Ships carry ballast water to maintain stability in rough seas and when sailing without cargo. After a vessel has been unloaded the water is typically pumped into purpose-built tanks onboard. It is then drained during loading at the destination port, bringing ashore organisms which pose environmental and even health risks. This is suspected to have contributed toward a cholera outbreak in Peru that affected over 10,000 people.
The International Convention for the Control and Management of Ships’ Ballast Water and Sediments aims to find a solution to the issue. The International Maritime Organization (IMO) introduced the accord in 2004, obliging shipowners to treat or safely replace their ballast water. The hope is that this reduces the amount of living invasive species released into coastal and harbor waters.
Turmoil in the industry
However, the treaty will only come into effect a year after it has been signed by a minimum of 30 countries and at least 35 percent of the global trade fleet. 34.8 percent have signed so far, but it is still unclear whether the target will be met this year.
A mood of uncertainty is spreading through shipping companies.
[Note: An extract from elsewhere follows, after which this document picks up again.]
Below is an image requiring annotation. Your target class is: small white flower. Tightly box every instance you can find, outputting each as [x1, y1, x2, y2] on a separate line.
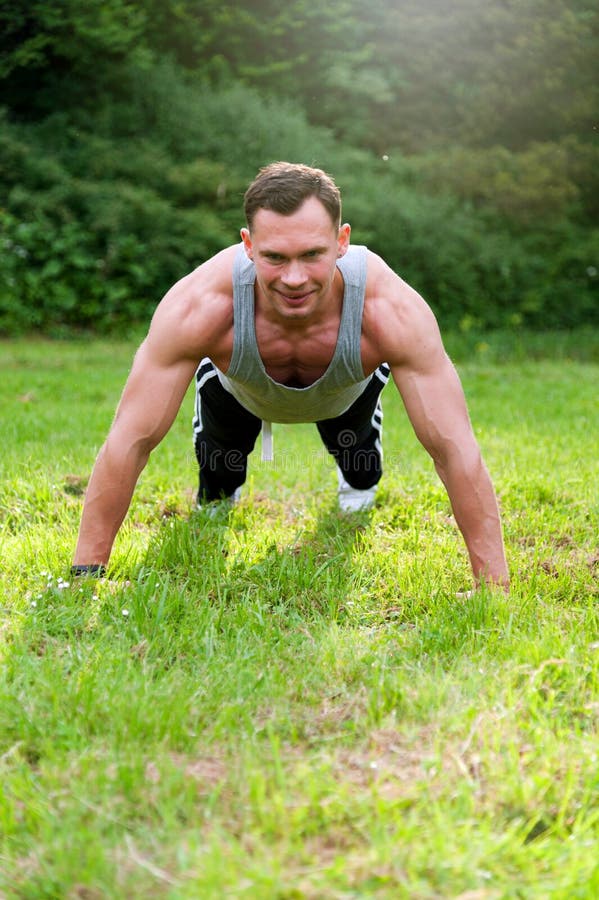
[122, 609, 129, 617]
[30, 600, 37, 608]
Should they fit all new ships with treatment facilities? Retrofit their fleets without delay? Or simply wait? Modifications are expensive, even without accounting for operating costs. Only a small number of shipowners have installed treatment facilities so far – fewer still have got them up and running, as operation is not obligatory.
To further complicate matters, even the companies with IMO-certified systems cannot be certain they will meet future regulations. Indeed, the United States Coast Guard has set its own strict standards and intends to monitor compliance with them along the country’s coastlines.
How effective are existing technologies?
There are several ways to treat ballast water, most commonly electro-chemically and mechanically—through electrolysis and UV radiation. The problem is that although the IMO has certified more than 50 systems based on these technologies, none have met the US Coast Guard’s lofty requirements. In fact, no technique currently exists to exterminate all types of germs in an economical and ecological manner.
A new approach could revolutionize treatment
SKF is working on an entirely new concept. The company has analyzed the weaknesses of existing processes and on the basis of its findings is developing a prototype that is able to purify water from anywhere in the world. The technical details are confidential; what can be revealed is that it cleverly combines ultrasonic and UV functions. Ultrasound is normally used for surface cleaning, but SKF will deploy the new method for disinfecting.
The project is the talk of the industry, having caught the attention of shipping industries worldwide. The product is expected to have been certified and on the market by 2019.